Category: Healthcare

  • A Practical Guide to AI Strategy in Healthcare

    A Practical Guide to AI Strategy in Healthcare

    Most healthcare organizations want to use AI for operational efficiencies. This is missing the mark to think about deploying it strategically. No wonder senior management and other staff are often skeptical.

    I want to put forward a practical outline on how to think about healthcare innovation (including AI) strategically. Not just as “tech” to throw at a problem. Not as a shiny buzzword that means nothing.

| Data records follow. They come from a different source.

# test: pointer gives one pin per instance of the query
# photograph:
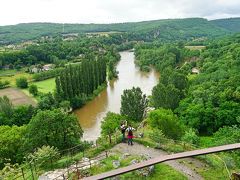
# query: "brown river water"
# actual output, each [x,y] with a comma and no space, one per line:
[91,115]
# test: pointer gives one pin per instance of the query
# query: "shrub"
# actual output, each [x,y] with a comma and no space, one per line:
[158,136]
[44,155]
[167,122]
[191,137]
[4,84]
[22,82]
[33,90]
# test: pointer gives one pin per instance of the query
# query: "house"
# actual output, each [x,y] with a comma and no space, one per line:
[34,70]
[48,67]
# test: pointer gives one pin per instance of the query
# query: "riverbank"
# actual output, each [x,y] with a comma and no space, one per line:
[92,113]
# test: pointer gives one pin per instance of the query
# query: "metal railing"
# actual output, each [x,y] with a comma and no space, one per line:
[163,159]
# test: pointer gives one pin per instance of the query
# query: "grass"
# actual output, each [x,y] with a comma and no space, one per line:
[195,47]
[161,171]
[12,75]
[213,168]
[45,86]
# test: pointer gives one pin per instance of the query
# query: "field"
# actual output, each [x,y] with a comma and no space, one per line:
[12,75]
[195,47]
[45,86]
[17,97]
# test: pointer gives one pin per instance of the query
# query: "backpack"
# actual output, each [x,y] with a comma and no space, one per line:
[130,132]
[123,129]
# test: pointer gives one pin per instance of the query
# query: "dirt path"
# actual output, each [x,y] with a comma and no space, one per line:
[138,149]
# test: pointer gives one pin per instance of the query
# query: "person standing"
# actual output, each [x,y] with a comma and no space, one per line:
[130,130]
[123,130]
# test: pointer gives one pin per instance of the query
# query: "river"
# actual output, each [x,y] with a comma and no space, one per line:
[93,112]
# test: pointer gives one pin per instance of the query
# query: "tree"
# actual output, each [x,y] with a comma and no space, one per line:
[109,124]
[44,155]
[22,115]
[22,82]
[133,104]
[6,107]
[47,101]
[11,143]
[165,96]
[54,128]
[167,122]
[33,89]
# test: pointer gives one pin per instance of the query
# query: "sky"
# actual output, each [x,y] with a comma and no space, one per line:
[112,11]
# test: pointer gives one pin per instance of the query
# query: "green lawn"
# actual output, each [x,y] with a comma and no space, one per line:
[46,86]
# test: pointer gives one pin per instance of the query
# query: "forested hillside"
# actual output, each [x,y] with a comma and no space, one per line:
[169,29]
[231,24]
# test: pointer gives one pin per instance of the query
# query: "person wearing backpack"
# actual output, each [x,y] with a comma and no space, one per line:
[123,129]
[130,130]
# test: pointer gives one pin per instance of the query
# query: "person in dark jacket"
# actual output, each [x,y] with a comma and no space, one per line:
[130,130]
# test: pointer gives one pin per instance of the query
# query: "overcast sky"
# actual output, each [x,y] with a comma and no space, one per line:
[111,11]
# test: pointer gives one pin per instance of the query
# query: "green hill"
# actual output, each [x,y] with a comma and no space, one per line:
[167,29]
[231,24]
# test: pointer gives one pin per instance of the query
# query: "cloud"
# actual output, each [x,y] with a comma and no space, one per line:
[109,11]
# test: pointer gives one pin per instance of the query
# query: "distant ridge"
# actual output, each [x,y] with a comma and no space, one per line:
[159,29]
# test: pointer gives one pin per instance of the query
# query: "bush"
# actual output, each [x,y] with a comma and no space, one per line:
[227,135]
[158,136]
[22,82]
[33,90]
[4,84]
[167,122]
[191,137]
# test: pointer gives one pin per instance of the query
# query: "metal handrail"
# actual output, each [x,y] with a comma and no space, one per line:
[163,159]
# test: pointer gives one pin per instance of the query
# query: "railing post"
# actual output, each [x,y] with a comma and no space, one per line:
[106,154]
[22,173]
[31,171]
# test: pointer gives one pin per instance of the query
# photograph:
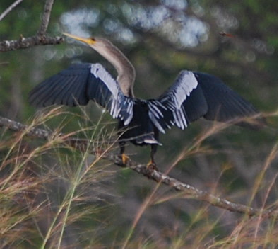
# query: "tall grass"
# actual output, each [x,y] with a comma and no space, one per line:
[53,196]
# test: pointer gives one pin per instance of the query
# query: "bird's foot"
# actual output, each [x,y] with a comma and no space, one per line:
[151,165]
[123,160]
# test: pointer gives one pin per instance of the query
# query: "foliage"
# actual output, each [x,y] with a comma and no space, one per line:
[52,196]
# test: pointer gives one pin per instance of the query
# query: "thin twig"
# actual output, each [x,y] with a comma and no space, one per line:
[187,190]
[39,39]
[9,9]
[24,43]
[45,17]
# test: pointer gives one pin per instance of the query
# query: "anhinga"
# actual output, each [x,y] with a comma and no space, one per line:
[192,96]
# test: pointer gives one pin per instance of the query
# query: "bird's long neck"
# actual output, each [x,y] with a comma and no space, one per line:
[125,70]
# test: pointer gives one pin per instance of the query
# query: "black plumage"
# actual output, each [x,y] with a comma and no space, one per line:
[192,96]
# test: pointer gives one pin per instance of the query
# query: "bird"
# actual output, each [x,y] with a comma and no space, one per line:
[192,96]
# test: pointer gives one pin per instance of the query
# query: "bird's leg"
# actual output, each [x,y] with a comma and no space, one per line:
[123,156]
[151,164]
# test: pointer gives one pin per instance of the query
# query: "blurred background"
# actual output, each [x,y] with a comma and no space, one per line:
[236,41]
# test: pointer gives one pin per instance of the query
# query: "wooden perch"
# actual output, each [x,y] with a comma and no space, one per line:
[187,190]
[39,39]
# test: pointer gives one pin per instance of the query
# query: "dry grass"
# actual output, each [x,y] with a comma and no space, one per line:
[55,197]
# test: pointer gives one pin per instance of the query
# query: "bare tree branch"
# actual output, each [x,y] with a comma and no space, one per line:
[9,9]
[187,191]
[23,43]
[45,17]
[39,39]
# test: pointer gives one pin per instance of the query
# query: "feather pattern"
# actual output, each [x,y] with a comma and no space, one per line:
[80,83]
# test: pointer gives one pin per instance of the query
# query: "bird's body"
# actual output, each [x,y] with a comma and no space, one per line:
[192,96]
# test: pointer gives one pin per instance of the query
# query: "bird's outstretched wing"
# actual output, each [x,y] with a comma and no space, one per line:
[196,95]
[79,84]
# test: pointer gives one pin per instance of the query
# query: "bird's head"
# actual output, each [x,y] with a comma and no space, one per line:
[126,72]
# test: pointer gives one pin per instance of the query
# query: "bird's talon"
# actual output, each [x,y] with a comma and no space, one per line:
[151,165]
[124,159]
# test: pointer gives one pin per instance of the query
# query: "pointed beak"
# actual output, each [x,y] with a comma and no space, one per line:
[89,41]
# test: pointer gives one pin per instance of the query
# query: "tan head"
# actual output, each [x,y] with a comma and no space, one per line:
[125,70]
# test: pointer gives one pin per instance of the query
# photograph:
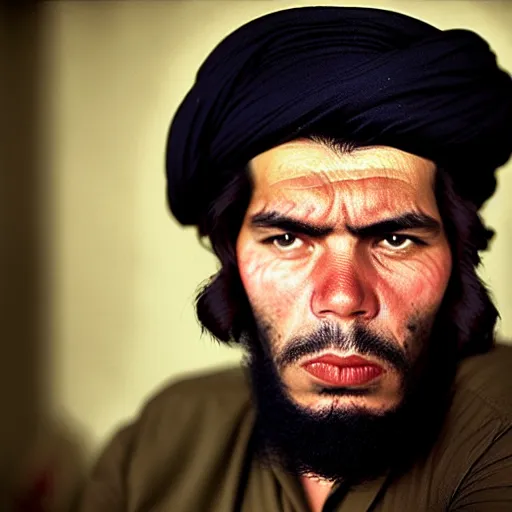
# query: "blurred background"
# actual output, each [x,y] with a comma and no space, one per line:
[98,281]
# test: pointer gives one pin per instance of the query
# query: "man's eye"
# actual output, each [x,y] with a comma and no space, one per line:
[285,242]
[399,242]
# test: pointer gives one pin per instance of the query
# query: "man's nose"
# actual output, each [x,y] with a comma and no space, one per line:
[344,287]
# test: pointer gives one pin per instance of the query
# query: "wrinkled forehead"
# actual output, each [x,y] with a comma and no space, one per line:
[307,164]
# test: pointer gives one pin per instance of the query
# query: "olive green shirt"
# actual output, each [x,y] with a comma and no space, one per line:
[189,451]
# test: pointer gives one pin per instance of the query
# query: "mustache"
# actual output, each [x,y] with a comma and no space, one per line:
[330,336]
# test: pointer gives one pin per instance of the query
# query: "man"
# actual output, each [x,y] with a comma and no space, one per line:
[336,158]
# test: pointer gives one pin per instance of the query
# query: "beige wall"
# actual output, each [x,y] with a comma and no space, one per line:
[123,273]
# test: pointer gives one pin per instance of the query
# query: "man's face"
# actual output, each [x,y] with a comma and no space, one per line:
[351,242]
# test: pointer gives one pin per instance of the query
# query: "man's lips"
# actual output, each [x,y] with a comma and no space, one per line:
[343,371]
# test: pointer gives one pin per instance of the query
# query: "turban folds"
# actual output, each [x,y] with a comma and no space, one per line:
[379,76]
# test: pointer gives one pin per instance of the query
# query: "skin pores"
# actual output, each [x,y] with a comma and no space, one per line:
[352,238]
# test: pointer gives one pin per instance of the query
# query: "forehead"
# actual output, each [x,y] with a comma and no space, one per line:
[304,164]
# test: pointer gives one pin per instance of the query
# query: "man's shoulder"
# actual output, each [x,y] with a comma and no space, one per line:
[487,378]
[214,395]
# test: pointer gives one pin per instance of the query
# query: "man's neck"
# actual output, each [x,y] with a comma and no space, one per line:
[317,491]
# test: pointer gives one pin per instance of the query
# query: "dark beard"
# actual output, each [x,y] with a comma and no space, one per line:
[342,444]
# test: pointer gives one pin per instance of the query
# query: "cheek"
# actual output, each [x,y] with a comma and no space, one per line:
[417,286]
[271,288]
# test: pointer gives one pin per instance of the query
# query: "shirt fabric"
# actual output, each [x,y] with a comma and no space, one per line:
[190,451]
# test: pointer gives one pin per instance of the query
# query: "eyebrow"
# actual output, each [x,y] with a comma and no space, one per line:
[274,219]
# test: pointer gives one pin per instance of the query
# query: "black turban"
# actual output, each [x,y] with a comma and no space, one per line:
[381,76]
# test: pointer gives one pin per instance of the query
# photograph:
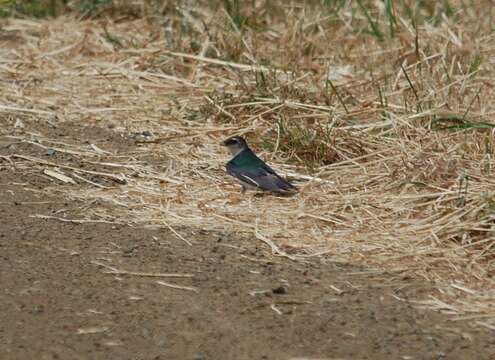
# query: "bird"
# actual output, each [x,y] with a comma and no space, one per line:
[251,171]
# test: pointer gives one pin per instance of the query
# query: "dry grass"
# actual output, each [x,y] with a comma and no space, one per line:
[389,138]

    The MIT Technology Review & GE Healthcare published “The AI Effect” to talk about the changes taking place in healthcare as they use more artificial intelligence. It is a survey of 900 healthcare professionals.

    Let’s understand what the report says, and try to dig deeper and find more constructive ways to resolve some big challenges.

    The primary case they put forward is that AI is “is making health care more human.” The report states that AI is all out to disrupt healthcare. It talks about all the progress it has made already and will continue to make. It talks about all the ways it will continue to bring massive changes to the healthcare industry as a whole.

    Despite this, the real data and stories don’t always paint a rosy picture. The most public of this is of course IBM Watson’s implementation. The stories on it show repeatedly that the return on such a solution was underwhelming. (See here, here, and here)

    I believe there is a structured way of approaching this problem to get the greatest benefits from AI in a healthcare setting.

    I also believe that one-size-fits-all is not the right approach as you think about AI in your specific situation.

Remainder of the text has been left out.